Let’s return to Delany. He takes up these provocations and runs with them. Along with a discussion of science fiction, he introduces long conversations about structuralism and its relationship to literary criticism and anthropology, formal logic, and a series of anecdotes about Delany’s everyday life and his literary production. There are moments that it is difficult to grasp why these various fragments are put together, especially the moments of formal logic, but there seem to be a couple projects that can be drawn from the work. The first concerns the role of criticism. Delany argues against the structuralist imagination that posits their work reveals some sort of essential skeleton from the literary work. He instead argues that critical work can only allow for a partial, distanced look at the work. This response is always personal, although the best work will be methodologically rigorous. This isn’t a dismissal of criticism, and Delany makes the point of recognizing that criticism can allow for a more productive reading of the text, but it is an attack on the notion of the discipline as an objective science.[1] A second point swirls around issues of political domination. He argues that domination operates within a form of unconscious, rather than as conscious decision. He marks this in the remarks of a SF author, structuralist criticism, and later on in Ursula Leguin’s novel, The Dispossessed. The implicit argument seems to be that we can only begin to recognize these unconscious structures because the modes of resistance have put them into crisis. This has been because of the conscious decisions to reject those modes by the NSM’s. The final point might be that science fiction operates in a manner analogous to the future, by “casting a shadow over coherent areas of imaginative space that would otherwise be largely inaccessible.” (Delany 117-118)

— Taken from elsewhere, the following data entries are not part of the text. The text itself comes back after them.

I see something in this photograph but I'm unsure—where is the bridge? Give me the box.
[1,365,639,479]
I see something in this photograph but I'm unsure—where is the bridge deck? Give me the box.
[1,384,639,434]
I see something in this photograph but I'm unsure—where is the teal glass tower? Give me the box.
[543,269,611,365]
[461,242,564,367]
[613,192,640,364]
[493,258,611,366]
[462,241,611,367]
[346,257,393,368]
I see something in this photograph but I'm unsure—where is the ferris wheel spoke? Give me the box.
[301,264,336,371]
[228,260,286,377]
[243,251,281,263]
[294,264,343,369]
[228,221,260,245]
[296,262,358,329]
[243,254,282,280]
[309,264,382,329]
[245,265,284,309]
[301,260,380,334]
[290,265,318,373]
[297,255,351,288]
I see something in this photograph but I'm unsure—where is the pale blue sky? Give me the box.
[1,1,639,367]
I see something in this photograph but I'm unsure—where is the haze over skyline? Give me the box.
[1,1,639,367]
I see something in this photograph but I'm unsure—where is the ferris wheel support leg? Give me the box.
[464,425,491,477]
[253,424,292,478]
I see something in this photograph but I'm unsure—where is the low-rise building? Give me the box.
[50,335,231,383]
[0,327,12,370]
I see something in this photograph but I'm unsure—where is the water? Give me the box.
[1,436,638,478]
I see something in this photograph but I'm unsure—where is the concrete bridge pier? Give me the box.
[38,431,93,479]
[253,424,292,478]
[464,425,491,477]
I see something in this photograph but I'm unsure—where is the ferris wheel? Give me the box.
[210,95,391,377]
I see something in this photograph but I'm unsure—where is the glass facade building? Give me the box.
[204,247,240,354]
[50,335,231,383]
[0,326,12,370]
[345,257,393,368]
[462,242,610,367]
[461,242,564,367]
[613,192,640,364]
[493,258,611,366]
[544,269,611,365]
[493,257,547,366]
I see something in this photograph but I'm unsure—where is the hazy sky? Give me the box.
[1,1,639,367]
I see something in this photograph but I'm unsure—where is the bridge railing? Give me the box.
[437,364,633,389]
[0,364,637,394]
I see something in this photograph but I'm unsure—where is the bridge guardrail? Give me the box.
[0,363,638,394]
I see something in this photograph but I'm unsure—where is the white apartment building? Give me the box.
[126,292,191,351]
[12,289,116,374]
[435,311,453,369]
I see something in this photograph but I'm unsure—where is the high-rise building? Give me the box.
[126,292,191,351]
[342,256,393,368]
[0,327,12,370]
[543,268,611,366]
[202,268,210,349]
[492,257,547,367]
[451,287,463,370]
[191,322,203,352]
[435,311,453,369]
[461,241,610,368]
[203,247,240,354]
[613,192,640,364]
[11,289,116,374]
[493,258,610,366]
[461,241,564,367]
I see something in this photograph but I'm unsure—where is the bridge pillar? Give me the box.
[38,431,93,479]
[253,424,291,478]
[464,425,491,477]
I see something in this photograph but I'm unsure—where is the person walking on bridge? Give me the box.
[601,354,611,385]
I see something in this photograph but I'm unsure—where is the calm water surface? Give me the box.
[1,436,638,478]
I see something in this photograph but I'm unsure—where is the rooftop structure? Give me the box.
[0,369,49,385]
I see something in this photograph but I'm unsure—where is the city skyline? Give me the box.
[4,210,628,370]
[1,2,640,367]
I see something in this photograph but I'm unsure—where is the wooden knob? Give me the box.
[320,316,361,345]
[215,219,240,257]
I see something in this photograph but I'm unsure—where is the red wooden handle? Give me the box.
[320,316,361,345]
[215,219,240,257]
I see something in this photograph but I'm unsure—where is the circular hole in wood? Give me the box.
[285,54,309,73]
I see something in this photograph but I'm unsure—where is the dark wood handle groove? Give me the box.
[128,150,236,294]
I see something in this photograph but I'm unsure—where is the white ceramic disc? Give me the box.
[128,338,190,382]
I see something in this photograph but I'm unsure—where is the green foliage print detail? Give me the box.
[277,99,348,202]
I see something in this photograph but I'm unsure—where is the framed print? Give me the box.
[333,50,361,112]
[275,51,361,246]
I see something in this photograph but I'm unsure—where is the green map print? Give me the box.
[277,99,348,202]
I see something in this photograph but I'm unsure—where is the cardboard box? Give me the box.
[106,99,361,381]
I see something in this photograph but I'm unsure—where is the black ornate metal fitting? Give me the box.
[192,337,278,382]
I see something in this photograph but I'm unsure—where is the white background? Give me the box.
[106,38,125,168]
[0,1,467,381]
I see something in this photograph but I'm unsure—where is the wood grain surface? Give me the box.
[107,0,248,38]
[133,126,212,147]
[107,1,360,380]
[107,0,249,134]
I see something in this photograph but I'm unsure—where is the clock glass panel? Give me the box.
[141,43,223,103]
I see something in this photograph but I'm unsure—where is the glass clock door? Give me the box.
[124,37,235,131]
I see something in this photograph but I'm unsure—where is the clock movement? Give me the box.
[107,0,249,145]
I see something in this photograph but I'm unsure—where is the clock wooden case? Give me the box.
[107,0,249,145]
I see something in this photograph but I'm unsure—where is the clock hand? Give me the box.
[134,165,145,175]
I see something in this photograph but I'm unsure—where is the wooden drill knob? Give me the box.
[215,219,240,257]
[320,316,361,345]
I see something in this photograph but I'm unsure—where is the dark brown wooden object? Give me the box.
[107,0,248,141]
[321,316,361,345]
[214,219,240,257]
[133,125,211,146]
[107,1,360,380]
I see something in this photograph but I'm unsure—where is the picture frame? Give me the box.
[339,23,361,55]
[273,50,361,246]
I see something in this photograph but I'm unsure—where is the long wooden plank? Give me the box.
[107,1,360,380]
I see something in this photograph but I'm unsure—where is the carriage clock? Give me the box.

What is to be made of this? The common point that might be drawn from these goals is that approaches to producing knowledge must remain contingent, multiple, and open to recognizing their own partiality and incompleteness. The brief even tossed of reference to the various new social movements might be an important clue to this in that they have challenged forms of knowledge production, even in older counter-systemic movements. Delany attempts to not only prove this, but perform it in his work. This leads to the modes of reflexivity that appear throughout the book as well as the various references to the tidbits of his personal life. To a certain extent, one could read Delany as a mediator between the late work of Michel Foucault and the various social movements that he is trying to understand.[2] The science fiction he examines is both a marker of these times and something that critically engages in these times.

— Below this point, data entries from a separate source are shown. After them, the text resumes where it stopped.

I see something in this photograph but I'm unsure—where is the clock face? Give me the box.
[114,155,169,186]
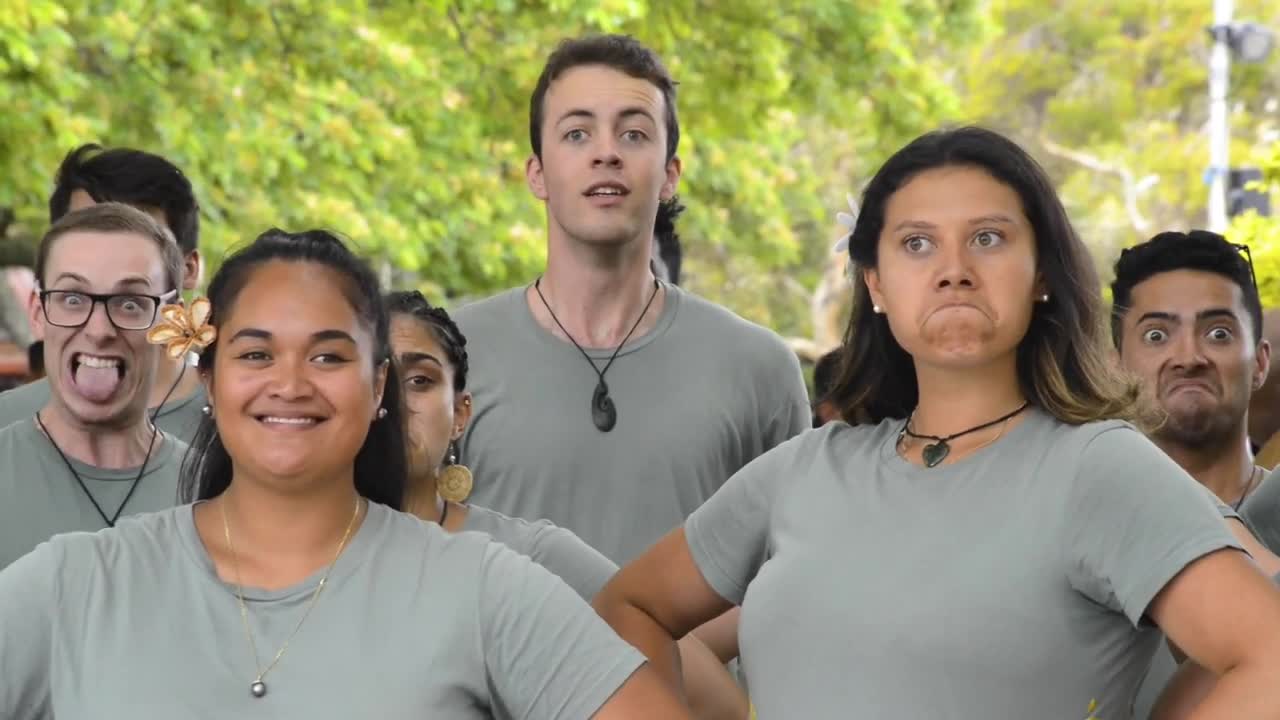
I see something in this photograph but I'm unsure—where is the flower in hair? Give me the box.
[833,194,858,254]
[146,297,216,359]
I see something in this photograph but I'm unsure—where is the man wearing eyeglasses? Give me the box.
[0,144,205,441]
[1109,229,1277,719]
[0,203,188,570]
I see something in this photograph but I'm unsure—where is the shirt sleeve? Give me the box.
[477,540,645,720]
[524,523,619,600]
[0,541,57,720]
[1064,425,1243,626]
[762,347,811,449]
[685,430,809,605]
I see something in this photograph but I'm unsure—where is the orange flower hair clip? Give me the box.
[146,297,217,359]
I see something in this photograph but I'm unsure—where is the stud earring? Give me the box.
[201,404,213,418]
[375,407,388,420]
[1038,294,1050,302]
[872,304,882,314]
[437,441,473,503]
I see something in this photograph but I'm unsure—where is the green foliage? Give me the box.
[1228,142,1280,307]
[0,0,981,339]
[948,0,1280,286]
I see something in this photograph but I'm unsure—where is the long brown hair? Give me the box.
[827,127,1140,426]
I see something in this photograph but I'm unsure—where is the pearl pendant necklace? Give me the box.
[222,496,361,699]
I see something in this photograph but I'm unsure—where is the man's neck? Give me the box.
[148,355,199,408]
[1158,431,1257,505]
[533,236,664,348]
[37,401,156,470]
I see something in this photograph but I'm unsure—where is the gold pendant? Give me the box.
[438,464,473,503]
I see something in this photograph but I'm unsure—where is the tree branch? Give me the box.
[1038,132,1157,233]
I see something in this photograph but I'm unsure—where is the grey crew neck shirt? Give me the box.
[0,377,206,442]
[0,417,186,569]
[685,409,1240,719]
[455,284,809,563]
[462,503,617,600]
[0,502,645,719]
[1241,466,1280,555]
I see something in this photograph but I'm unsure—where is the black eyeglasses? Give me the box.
[39,290,177,331]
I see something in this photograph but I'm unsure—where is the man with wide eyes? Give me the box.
[1110,229,1277,718]
[0,203,189,570]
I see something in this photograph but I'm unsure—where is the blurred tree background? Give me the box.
[1,0,1278,359]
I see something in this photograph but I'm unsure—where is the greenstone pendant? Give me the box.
[922,441,950,468]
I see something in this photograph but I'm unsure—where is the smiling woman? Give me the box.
[0,229,687,719]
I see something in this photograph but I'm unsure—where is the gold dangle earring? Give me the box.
[437,440,473,503]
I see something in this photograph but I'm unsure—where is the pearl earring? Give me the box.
[375,407,388,420]
[201,404,213,417]
[872,304,882,314]
[1039,294,1049,302]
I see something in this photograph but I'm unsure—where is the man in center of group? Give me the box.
[455,34,809,565]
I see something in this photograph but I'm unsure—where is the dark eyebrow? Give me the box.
[556,109,596,126]
[113,276,153,290]
[1196,308,1240,323]
[890,220,938,233]
[969,214,1017,226]
[1134,311,1178,326]
[228,329,357,344]
[618,107,657,124]
[312,330,357,344]
[50,272,90,286]
[228,328,272,343]
[398,351,442,368]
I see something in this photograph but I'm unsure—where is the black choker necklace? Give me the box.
[534,277,660,432]
[33,363,186,527]
[900,402,1029,468]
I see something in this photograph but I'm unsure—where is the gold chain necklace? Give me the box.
[221,495,362,699]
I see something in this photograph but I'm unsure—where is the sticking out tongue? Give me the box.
[73,362,122,403]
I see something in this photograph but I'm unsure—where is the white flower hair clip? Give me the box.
[833,194,858,254]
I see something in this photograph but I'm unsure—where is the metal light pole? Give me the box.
[1207,0,1234,232]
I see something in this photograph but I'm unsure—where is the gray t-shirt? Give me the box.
[456,284,809,563]
[1241,466,1280,555]
[463,503,617,600]
[0,417,187,569]
[0,377,207,442]
[0,502,646,719]
[685,409,1240,719]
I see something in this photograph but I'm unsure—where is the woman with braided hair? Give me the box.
[385,290,749,720]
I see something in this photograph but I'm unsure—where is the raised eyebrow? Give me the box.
[1196,308,1241,324]
[398,351,442,367]
[968,214,1017,226]
[50,272,91,287]
[890,220,938,233]
[556,109,595,127]
[113,276,154,290]
[1134,311,1179,326]
[618,107,657,125]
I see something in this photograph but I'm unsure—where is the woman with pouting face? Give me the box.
[0,229,688,719]
[594,127,1280,718]
[385,290,748,720]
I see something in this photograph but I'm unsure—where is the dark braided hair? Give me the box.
[384,291,469,392]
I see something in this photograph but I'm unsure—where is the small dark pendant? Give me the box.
[591,379,617,432]
[921,441,950,468]
[250,681,267,698]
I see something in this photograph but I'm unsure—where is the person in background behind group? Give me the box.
[0,144,207,442]
[0,228,687,719]
[25,341,44,383]
[811,348,841,427]
[1109,230,1280,719]
[1111,231,1269,510]
[594,127,1280,718]
[455,34,809,566]
[387,290,748,720]
[1249,310,1280,468]
[652,196,684,285]
[0,203,189,569]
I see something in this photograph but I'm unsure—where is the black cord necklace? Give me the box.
[534,277,661,432]
[900,401,1029,468]
[33,363,186,527]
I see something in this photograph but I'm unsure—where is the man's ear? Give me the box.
[660,155,682,201]
[526,154,548,201]
[182,250,203,292]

[1] While I agree with Delany that criticism is always partial, subjective, etc, I think its important to remember that genre still acts as a disciplining an normalizing structure on what is recognized as literature (and criticism). A critic might be able to point to those forces within the work of art, which are not a ‘skeleton’ so to speak, but do mark its structural conjuncture.
[2] Foucault is, of course, not attempting to produce a history of these movements. Instead, they act as studies of the conditions that brought rise to these movements.